In questo secolo, la difesa più famosa del linguaggio come istinto si deve Noam Chomsky, linguista del Massachusetts Institute of Technology. In polemica con il comportamentismo dominante negli anni Cinquanta, che aveva messo al bando termini come “mente” e “innato”, il linguista americano sostiene l’esistenza di una Grammatica Universale. Uno schema innato comune a tutte le lingue, cioè, che permette ai bambini di sviluppare grammatiche complesse rapidamente e senza istruzioni formali, e di dare interpretazioni coerenti a enunciati che non hanno mai sentito prima. Ma mentre Chomsky considera l’unicità dell’istinto umano del linguaggio incompatibile con la teoria dell’evoluzione, Pinker mostra come le due teorie possano convivere, mettendo in evidenza la complessità adattabile dell’istinto linguistico: nel processo di selezione naturale, potrebbero essere stati favoriti nel corso delle generazioni i parlanti più facilmente decodificabili, e gli ascoltatori più abili a decodificare i parlanti.

Ma perché i neonati non sanno già parlare? Perché, risponde Pinker, ci vuole tempo per “assemblare” una macchina complicata e delicata come il cervello umano: ed è probabile che i bambini vengano espulsi dall’utero prima che il loro cervello sia completo. In effetti, le dimensioni della testa e lo spessore della corteccia cerebrale continuano a crescere nel primo anno d’età, le connessioni a lunga distanza non sono complete fino a nove mesi, e il loro rivestimento di mielina, che agevola la velocità degli scambi di informazioni, continua a crescere durante tutta l’infanzia. Le sinapsi continuano a svilupparsi, raggiungendo il tetto massimo tra i nove mesi e i due anni, quando il bambino ha il cinquanta per cento di sinapsi in più rispetto all’adulto. L’apprendimento del linguaggio può dunque essere una funzione biologica come le altre. E quei genitori che si sgolano a parlare con i loro figli illudendosi di insegnar loro il linguaggio sarebbero ingenui quanto i !kung san del deserto del Kalahari, che pensano che si debba insegnare ai bambini a sedersi e a stare in piedi, e per questo costruiscono delle pile di sabbia intorno ai loro piccoli per mantenerli nella posizione eretta.

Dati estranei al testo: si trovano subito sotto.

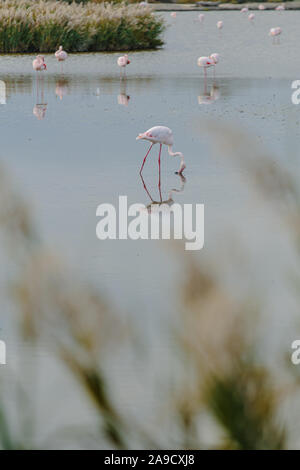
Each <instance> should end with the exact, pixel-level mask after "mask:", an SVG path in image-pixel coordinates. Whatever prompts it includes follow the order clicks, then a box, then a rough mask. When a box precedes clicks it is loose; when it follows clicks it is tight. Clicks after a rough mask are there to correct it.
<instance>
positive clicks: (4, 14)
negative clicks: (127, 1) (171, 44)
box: [0, 0, 164, 53]
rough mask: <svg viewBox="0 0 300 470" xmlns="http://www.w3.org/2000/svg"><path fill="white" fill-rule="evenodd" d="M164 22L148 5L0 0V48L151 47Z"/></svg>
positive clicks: (23, 49)
mask: <svg viewBox="0 0 300 470" xmlns="http://www.w3.org/2000/svg"><path fill="white" fill-rule="evenodd" d="M163 30H164V24H163V20H162V18H161V17H159V16H157V15H155V14H154V13H153V12H152V10H151V8H150V7H141V6H139V5H126V4H125V3H122V4H117V5H116V4H111V3H101V4H97V3H87V4H83V3H82V4H77V3H75V2H74V3H72V4H68V3H66V2H64V1H55V0H49V1H46V0H36V1H35V0H1V1H0V51H1V52H2V53H17V52H22V53H26V52H53V51H54V50H56V48H57V47H58V46H59V45H60V44H63V46H64V48H65V49H66V50H67V51H69V52H89V51H117V50H138V49H154V48H157V47H159V46H161V45H162V40H161V34H162V32H163Z"/></svg>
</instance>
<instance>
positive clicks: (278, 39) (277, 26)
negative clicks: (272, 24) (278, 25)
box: [269, 26, 282, 44]
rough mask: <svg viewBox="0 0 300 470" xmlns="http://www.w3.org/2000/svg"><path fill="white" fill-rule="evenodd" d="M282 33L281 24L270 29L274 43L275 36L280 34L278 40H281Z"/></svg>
mask: <svg viewBox="0 0 300 470" xmlns="http://www.w3.org/2000/svg"><path fill="white" fill-rule="evenodd" d="M281 33H282V29H281V28H280V26H277V27H276V28H271V29H270V31H269V36H271V37H272V38H273V44H275V38H276V37H277V36H278V41H279V36H280V34H281ZM278 43H279V42H278Z"/></svg>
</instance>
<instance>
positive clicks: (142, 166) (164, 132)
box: [136, 126, 186, 175]
mask: <svg viewBox="0 0 300 470" xmlns="http://www.w3.org/2000/svg"><path fill="white" fill-rule="evenodd" d="M140 139H142V140H148V141H149V142H151V145H150V148H149V150H148V152H147V153H146V155H145V157H144V160H143V163H142V166H141V169H140V174H141V173H142V171H143V168H144V165H145V162H146V159H147V157H148V155H149V153H150V150H151V149H152V147H153V145H154V144H159V145H160V147H159V154H158V166H159V169H160V156H161V149H162V146H163V145H166V146H167V147H168V153H169V155H171V156H172V157H180V159H181V163H180V168H179V171H178V172H176V173H178V174H179V175H181V174H182V172H183V170H184V169H185V168H186V166H185V162H184V157H183V154H182V153H181V152H173V151H172V147H173V142H174V139H173V132H172V131H171V129H169V128H168V127H165V126H155V127H151V129H148V130H147V131H146V132H143V133H142V134H139V135H138V136H137V138H136V140H140Z"/></svg>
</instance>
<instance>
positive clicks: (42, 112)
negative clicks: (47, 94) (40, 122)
mask: <svg viewBox="0 0 300 470" xmlns="http://www.w3.org/2000/svg"><path fill="white" fill-rule="evenodd" d="M46 111H47V103H46V102H45V97H44V77H42V78H41V79H40V80H39V79H37V80H36V104H35V105H34V107H33V111H32V113H33V115H34V116H35V117H36V118H37V119H38V120H39V121H41V120H42V119H44V117H45V115H46Z"/></svg>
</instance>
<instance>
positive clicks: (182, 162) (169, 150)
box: [168, 145, 185, 169]
mask: <svg viewBox="0 0 300 470" xmlns="http://www.w3.org/2000/svg"><path fill="white" fill-rule="evenodd" d="M168 153H169V155H171V157H180V160H181V163H180V169H182V168H183V167H185V163H184V157H183V154H182V153H181V152H173V150H172V145H168Z"/></svg>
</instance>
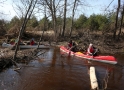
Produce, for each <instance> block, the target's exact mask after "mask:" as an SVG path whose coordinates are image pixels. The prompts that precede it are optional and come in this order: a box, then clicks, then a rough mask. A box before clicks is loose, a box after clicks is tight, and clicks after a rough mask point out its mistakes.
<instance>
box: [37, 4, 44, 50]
mask: <svg viewBox="0 0 124 90" xmlns="http://www.w3.org/2000/svg"><path fill="white" fill-rule="evenodd" d="M44 13H45V20H44V29H43V33H42V35H41V37H40V40H39V42H38V47H37V49H38V48H39V45H40V42H41V41H42V39H43V35H44V31H45V29H46V27H45V26H46V5H45V6H44Z"/></svg>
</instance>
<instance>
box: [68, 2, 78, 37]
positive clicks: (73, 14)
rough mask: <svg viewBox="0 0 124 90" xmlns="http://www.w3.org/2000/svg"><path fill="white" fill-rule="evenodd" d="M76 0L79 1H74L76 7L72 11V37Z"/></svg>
mask: <svg viewBox="0 0 124 90" xmlns="http://www.w3.org/2000/svg"><path fill="white" fill-rule="evenodd" d="M76 1H77V0H75V2H74V7H73V11H72V21H71V29H70V33H69V36H70V37H71V34H72V30H73V24H74V15H75V7H76Z"/></svg>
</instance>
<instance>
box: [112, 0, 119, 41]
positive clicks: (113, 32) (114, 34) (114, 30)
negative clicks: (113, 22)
mask: <svg viewBox="0 0 124 90" xmlns="http://www.w3.org/2000/svg"><path fill="white" fill-rule="evenodd" d="M119 9H120V0H118V8H117V13H116V22H115V29H114V32H113V38H114V40H115V38H116V32H117V26H118V14H119Z"/></svg>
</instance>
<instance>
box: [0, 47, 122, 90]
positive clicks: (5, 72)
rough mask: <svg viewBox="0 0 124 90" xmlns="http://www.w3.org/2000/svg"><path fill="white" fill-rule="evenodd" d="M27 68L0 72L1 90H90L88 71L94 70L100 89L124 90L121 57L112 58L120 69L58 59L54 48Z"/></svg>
mask: <svg viewBox="0 0 124 90" xmlns="http://www.w3.org/2000/svg"><path fill="white" fill-rule="evenodd" d="M43 51H46V52H45V53H44V54H42V55H40V56H39V58H36V59H35V60H32V61H31V62H30V63H28V64H18V66H19V67H21V69H20V70H18V71H14V70H13V69H14V67H10V68H8V69H6V70H4V71H3V72H0V90H91V84H90V77H89V67H90V66H91V65H93V66H94V67H95V69H96V74H97V79H98V83H99V88H100V89H102V90H103V89H106V90H124V68H123V65H124V55H114V56H115V57H116V58H117V60H118V63H119V64H120V65H122V67H121V66H115V65H110V64H104V63H100V62H91V63H88V61H87V60H86V59H80V58H77V57H70V56H68V55H66V54H65V55H60V50H59V48H56V47H53V48H51V49H48V50H43Z"/></svg>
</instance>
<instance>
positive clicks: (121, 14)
mask: <svg viewBox="0 0 124 90" xmlns="http://www.w3.org/2000/svg"><path fill="white" fill-rule="evenodd" d="M123 17H124V4H123V10H122V12H121V23H120V27H119V33H118V40H119V38H120V34H121V28H122V24H123Z"/></svg>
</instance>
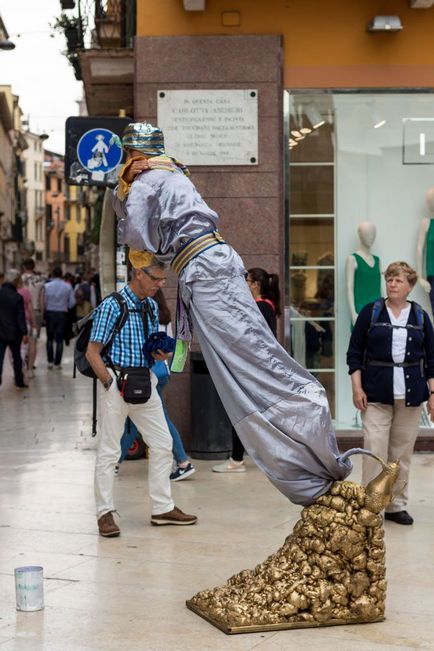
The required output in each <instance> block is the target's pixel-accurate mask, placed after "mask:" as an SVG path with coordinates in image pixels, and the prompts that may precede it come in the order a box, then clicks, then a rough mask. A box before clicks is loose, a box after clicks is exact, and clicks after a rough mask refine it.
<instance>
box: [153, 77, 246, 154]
mask: <svg viewBox="0 0 434 651" xmlns="http://www.w3.org/2000/svg"><path fill="white" fill-rule="evenodd" d="M158 126H159V127H160V128H161V129H162V130H163V133H164V141H165V148H166V152H167V153H168V155H169V156H174V157H175V158H178V159H179V160H180V161H182V162H183V163H185V164H186V165H257V164H258V91H257V90H252V89H249V90H159V91H158Z"/></svg>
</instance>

Inoltre l’analisi di alcune patologie linguistiche, come l’anomia, cioè l’incapacità di pronunciare alcuni nomi tipica di pazienti che hanno subìto lesioni nelle aree cerebrali del linguaggio – e che possono usare sostantivi concreti ma non astratti, oppure nomi di animali ma non di cibi, di parti del corpo ma non di frutta – ha portato a postulare l’esistenza di “geni della grammatica”, cioè di stringhe di Dna che sembrano legate con estrema specificità allo sviluppo dei circuiti che sottendono parti della grammatica.

Tutto questo non vuole decretare l’insensatezza dell’idea di apprendimento, come qualche critico ha sostenuto, ma mettere in evidenza il fatto che, senza un meccanismo innato che permetta di apprendere, non ci può essere alcun apprendimento. L’esistenza di una grammatica universale e di universali linguistici, sostiene Pinker, è inoltre suffragata da esempi tratti da lingue diverse.

Certo, parlare di istinto del linguaggio fa pensare ad una mente fatta di moduli precostituiti, anziché ad una tabula rasa su cui verrà scritta una storia. Siamo allora di fronte ad una teoria che propugna un rigido determinismo biologico? E dunque, come qualcuno obietta, ad una teoria antidemocratica ed antiegualitaria? Pinker ci dice che, in realtà, la tabula rasa è il sogno di ogni dittatore, e che, nella misura in cui i moduli mentali sono prodotti complessi della selezione naturale, la variazione genetica umana sarà limitata a variazioni quantitative, non a diversità nel progetto di base. Quindi, come la visione a raggi X del genetista molecolare rivela l’unità della nostra specie, così la visione a raggi X dello scienziato cognitivista ci rivela come “non parlare la stessa lingua” sia solo una differenza superficiale: esisterebbe un linguaggio mentale astratto, il “mentalese”, che dà forma ai nostri pensieri e che noi traduciamo, di volta in volta, nella nostra lingua madre.